# Prolog code dating service

*22-Nov-2019 12:42*

You should also indicate the intended data types of the arguments and the allowed flow patterns. Problems marked with two asterisks (**) are of intermediate difficulty. X = [a, b, c, d, e] Hint: Use the predefined predicates is_list/1 and append/3 If a list contains repeated elements they should be replaced with a single copy of the element. As in problem P11, simplify the result list by replacing the singleton terms [1, X] by X. The objective is to sort the elements of In List according to their length. short lists first, longer lists later, or vice versa. - lsort(o], [d, e], [d, e], [m, n], [a, b, c], [f, g, h], [i, j, k, l b) Again, we suppose that a list (In List) contains elements that are lists themselves.If you are a skilled Prolog programmer it shouldn't take you more than 30-90 minutes to solve them. Transform a list, possibly holding lists as elements into a `flat' list by replacing each list with its elements (recursively). But this time the objective is to sort the elements of In List according to their length frequency; i.e.In level H, which may contain less than the maximum possible number of nodes, all the nodes are "left-adjusted".This means that in a levelorder tree traversal all internal nodes come first, the leaves come second, and empty successors (the nil's which are not really nodes! Particularly, complete binary trees are used as data structures (or addressing schemes) for heaps.We can assign an address number to each node in a complete binary tree by enumerating the nodes in levelorder, starting at the root with number 1.In doing so, we realize that for every node X with address A the following property holds: The address of X's left and right successors are 2*A and 2*A 1, respectively, supposed the successors do exist.

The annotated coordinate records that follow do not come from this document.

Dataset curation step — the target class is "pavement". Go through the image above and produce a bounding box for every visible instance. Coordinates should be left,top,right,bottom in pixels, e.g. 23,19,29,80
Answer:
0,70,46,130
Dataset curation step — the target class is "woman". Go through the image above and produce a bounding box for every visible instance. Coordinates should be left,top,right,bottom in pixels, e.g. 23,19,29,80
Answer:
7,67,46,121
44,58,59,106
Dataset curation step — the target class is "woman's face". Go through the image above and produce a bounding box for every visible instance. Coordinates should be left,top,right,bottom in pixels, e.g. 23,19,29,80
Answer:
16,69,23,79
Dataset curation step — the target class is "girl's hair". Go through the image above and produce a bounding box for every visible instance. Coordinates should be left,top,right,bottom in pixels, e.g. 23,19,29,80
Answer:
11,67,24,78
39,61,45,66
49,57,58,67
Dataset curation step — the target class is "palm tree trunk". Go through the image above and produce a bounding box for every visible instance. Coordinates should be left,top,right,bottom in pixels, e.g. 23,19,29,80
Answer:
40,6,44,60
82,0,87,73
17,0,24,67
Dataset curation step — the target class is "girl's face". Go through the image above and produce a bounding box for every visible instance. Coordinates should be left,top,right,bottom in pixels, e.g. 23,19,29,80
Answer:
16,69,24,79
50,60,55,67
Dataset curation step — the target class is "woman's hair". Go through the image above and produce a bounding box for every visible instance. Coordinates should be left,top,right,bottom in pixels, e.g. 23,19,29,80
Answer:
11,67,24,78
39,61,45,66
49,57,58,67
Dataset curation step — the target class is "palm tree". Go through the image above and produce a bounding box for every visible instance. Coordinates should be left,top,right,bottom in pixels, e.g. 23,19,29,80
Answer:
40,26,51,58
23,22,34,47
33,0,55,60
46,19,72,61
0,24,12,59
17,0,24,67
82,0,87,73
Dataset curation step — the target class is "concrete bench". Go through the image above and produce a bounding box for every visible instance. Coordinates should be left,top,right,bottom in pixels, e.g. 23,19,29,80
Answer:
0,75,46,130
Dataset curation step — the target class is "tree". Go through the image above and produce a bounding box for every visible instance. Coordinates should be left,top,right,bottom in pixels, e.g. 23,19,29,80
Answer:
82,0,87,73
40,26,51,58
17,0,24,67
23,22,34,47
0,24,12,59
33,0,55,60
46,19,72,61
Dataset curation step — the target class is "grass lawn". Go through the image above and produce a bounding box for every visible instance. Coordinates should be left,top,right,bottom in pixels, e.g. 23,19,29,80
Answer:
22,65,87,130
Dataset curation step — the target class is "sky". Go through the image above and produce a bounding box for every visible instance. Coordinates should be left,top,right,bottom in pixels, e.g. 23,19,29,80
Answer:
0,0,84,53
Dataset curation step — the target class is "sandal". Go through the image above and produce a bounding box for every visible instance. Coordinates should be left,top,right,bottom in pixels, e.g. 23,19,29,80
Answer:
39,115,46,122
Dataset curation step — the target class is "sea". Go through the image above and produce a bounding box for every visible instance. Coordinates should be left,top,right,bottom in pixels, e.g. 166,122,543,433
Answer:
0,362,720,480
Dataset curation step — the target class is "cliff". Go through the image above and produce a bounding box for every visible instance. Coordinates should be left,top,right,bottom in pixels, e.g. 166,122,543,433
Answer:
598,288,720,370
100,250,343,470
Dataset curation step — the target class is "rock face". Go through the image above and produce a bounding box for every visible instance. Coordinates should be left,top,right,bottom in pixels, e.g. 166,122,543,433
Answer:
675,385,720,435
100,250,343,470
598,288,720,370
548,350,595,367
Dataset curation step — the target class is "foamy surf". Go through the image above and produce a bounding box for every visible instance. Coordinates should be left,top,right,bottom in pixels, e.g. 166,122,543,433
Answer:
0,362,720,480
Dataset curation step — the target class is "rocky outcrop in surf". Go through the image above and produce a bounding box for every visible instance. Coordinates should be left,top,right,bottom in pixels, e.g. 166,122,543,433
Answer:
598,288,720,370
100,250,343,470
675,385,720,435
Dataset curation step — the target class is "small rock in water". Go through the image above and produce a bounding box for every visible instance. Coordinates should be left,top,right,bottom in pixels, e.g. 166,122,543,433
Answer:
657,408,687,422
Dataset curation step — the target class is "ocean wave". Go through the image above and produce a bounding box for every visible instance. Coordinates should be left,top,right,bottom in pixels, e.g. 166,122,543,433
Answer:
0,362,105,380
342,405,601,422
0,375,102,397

||You should also indicate the intended data types of the arguments and the allowed flow patterns. Problems marked with two asterisks (**) are of intermediate difficulty. X = [a, b, c, d, e] Hint: Use the predefined predicates is_list/1 and append/3 If a list contains repeated elements they should be replaced with a single copy of the element. As in problem P11, simplify the result list by replacing the singleton terms [1, X] by X. The objective is to sort the elements of In List according to their length. short lists first, longer lists later, or vice versa. - lsort(a,b,c],[d,e],[f,g,h],[d,e],[i,j,k,l],[m,n],[o, L). L = o], [d, e], [d, e], [m, n], [a, b, c], [f, g, h], [i, j, k, l b) Again, we suppose that a list (In List) contains elements that are lists themselves.

If you are a skilled Prolog programmer it shouldn't take you more than 30-90 minutes to solve them. Transform a list, possibly holding lists as elements into a `flat' list by replacing each list with its elements (recursively). But this time the objective is to sort the elements of In List according to their length frequency; i.e.

]]% atlevel(T, L, S) :- S is the list of nodes of the binary tree T at level L Using atlevel/3 it is easy to construct a predicate levelorder/2 which creates the level-order sequence of the nodes. binary tree with height H is defined as follows: The levels 1,2,3,..., H-1 contain the maximum number of nodes (i.e 2**(i-1) at the level i, note that we start counting the levels from 1 at the root).

Write a predicate internals/2 to collect them in a list.

% internals(T, S) :- S is the list of internal nodes of the binary tree T.

We are only interested in the structure, not in the contents of the nodes. T = t(3, t(2, t(1, nil, nil), nil), t(5, nil, t(7, nil, nil))) Then use this predicate to test the solution of the problem P56. What is the maximum number of nodes it can contain? ) Now, we can attack the main problem: construct all the height-balanced binary trees with a given nuber of nodes.

Use the predicate add/3, developed in chapter 4 of the course, to write a predicate to construct a binary search tree from a list of integer numbers. % hbal_tree_nodes(N, T) :- T is a height-balanced binary tree with N nodes.

It has been confirmed up to very large numbers (much larger than we can go with our Prolog system). L = [5,23] Given a range of integers by its lower and upper limit, print a list of all even numbers and their Goldbach composition. Very rarely, the primes are both bigger than say 50. 992 = = 61 1321 1856 = 67 1789 1928 = 61 1867 Define predicates and/2, or/2, nand/2, nor/2, xor/2, impl/2 and equ/2 (for logical equivalence) which succeed or fail according to the result of their respective operations; e.g.